On January 21, 2009, The New York Times celebrated what it perceived as “an end to eight years of stark tension between science and government” and the start of a new era in which government officials no longer “insisted on tight control over even routine functions of key agencies.”

The paper’s inspiration was President Obama’s Inaugural Address, delivered the day before. America’s new chief executive proclaimed:

“For everywhere we look, there is work to be done. The state of our economy calls for action, bold and swift. And we will act, not only to create new jobs, but to lay a new foundation for growth. We will build the roads and bridges, the electric grids and digital lines that feed our commerce and bind us together. We'll restore science to its rightful place, and …. harness the sun and the winds and the soil to fuel our cars and run our factories.”

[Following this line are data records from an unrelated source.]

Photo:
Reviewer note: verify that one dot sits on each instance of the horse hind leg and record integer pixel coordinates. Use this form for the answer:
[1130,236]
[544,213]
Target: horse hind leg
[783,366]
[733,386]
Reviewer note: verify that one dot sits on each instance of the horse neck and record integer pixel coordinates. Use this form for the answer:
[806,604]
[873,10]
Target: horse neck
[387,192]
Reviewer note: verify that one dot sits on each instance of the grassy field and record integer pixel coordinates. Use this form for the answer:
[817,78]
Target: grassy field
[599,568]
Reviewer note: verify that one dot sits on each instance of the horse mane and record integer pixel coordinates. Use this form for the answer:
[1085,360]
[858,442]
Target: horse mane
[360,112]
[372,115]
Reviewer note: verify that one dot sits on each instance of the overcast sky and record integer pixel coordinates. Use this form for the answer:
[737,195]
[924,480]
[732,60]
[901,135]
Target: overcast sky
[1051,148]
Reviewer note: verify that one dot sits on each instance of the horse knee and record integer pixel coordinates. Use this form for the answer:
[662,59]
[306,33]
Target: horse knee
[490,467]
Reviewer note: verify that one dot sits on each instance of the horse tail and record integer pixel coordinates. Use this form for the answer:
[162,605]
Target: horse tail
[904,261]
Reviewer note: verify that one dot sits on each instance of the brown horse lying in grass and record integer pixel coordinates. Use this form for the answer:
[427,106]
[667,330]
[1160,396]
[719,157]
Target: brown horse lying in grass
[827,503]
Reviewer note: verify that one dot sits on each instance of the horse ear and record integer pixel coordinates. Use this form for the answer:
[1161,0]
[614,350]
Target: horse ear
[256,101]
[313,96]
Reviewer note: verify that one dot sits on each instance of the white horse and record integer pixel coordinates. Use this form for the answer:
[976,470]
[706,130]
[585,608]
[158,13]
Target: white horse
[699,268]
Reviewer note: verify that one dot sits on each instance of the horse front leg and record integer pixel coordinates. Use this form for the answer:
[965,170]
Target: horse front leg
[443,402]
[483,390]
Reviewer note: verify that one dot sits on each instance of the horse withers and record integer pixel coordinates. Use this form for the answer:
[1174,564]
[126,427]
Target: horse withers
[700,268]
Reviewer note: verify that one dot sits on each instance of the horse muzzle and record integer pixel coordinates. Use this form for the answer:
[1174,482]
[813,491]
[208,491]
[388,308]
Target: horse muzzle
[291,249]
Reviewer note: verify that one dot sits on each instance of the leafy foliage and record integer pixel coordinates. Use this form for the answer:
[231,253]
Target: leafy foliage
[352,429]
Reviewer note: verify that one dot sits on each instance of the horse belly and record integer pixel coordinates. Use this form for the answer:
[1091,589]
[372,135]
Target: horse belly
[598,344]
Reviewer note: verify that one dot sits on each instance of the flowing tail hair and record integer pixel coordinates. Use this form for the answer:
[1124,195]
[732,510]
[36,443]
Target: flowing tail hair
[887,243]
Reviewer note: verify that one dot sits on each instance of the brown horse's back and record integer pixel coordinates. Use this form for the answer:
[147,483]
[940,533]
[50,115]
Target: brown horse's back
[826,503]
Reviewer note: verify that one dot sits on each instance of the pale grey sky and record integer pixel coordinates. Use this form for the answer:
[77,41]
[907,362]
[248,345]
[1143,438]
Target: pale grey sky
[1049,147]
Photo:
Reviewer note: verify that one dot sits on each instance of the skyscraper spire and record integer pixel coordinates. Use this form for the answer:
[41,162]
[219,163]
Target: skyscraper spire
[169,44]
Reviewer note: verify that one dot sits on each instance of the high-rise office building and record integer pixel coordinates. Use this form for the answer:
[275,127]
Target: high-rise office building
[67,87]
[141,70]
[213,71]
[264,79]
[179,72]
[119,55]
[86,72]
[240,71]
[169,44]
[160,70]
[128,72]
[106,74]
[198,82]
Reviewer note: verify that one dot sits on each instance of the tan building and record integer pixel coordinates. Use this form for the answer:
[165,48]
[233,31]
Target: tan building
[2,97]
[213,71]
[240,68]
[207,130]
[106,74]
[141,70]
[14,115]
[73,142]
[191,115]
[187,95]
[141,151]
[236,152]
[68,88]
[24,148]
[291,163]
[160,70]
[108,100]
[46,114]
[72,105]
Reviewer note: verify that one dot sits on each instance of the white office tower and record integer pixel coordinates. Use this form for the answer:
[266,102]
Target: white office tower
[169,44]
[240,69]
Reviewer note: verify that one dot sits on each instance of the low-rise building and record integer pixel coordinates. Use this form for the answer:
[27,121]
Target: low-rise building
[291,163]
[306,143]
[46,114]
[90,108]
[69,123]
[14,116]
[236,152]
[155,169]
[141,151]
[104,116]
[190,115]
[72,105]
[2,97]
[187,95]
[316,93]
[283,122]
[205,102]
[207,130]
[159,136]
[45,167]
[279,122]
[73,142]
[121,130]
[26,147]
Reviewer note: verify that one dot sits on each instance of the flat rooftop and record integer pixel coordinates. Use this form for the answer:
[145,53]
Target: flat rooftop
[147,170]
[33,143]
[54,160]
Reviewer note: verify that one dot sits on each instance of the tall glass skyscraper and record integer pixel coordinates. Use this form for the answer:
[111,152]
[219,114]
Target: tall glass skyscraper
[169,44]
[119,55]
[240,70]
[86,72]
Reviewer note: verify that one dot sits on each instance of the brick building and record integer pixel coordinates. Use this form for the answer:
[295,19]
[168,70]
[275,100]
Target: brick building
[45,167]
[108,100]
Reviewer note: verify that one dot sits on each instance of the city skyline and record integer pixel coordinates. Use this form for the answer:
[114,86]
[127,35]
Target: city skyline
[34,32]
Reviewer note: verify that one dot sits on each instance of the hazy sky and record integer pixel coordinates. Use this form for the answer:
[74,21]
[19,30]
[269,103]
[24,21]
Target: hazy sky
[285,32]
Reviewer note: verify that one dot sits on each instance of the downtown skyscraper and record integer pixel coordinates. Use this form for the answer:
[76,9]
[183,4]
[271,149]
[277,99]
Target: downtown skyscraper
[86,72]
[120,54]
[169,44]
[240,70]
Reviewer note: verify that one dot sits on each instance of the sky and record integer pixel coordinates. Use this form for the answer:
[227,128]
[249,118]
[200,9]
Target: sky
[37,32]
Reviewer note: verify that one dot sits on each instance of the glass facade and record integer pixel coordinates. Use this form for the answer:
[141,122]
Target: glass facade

If only all of this had actually happened in the six years since then. The Democrats’ economic “stimulus” package was an expensive flop. Solyndra was a politically-driven investment that predictably failed. Oil and gas energy production has fallen dramatically on federal lands. And if President Obama vetoes a bipartisan bill to approve construction of the Keystone XL pipeline, he’ll once again be putting politics before American jobs and settled science:

  • According to data from the Environmental Protection Agency (EPA), the “annual increase [in carbon emissions] from Keystone would amount to less than three-tenths of one percent of our total annual CO2-e emissions — [or] 0.286546 percent, if you want to get precise. … [C]onsider that more than 10 times that much CO2-e gets released into the atmosphere each year from methane produced by cows.” (The Washington Post, 5/5/14)
  • “After two thorough environmental analyses, State Department experts determined that the pipeline’s impact probably would be minimal, even on climate change-inducing carbon dioxide emissions.” (The Washington Post, 4/23/14)
  • “Marcia McNutt, a scientist who headed the U.S. Geological Survey under President Obama until early 2013, announced Thursday that she now supports approval of the Keystone XL oil pipeline. McNutt is now the top editor at Science magazine. In an editorial published there Thursday, McNutt describes how she has come to back the project that she previously opposed, and does not believe it would worsen greenhouse-gas emissions.” (National Journal, 2/20/14)
  • A study commissioned by the Pipeline and Hazardous Materials Safety Administration and conducted by the National Academy of Sciences found that the type of crude oil the Keystone pipeline would carry is no more corrosive than others and would not increase the chance of leaks.

As the Canadian Ambassador wrote yesterday, the Obama administration should “choose hard hats over Hollywood, the intelligent, energy-efficient, safer infrastructure of a pipeline over rail, and Canada, an ally, over Venezuela.”

By approving Keystone, President Obama can reduce the tension his party has created between science and government, and relinquish his tight control over routine agency functions.

If he does not, The Washington Post can simply reprint its conclusion from last year:

“The administration’s latest decision is not responsible; it is embarrassing. The United States continues to insult its Canadian allies by holding up what should have been a routine permitting decision amid a funhouse-mirror environmental debate that got way out of hand. The president should end this national psychodrama now, bow to reason, approve the pipeline and go do something more productive for the climate.”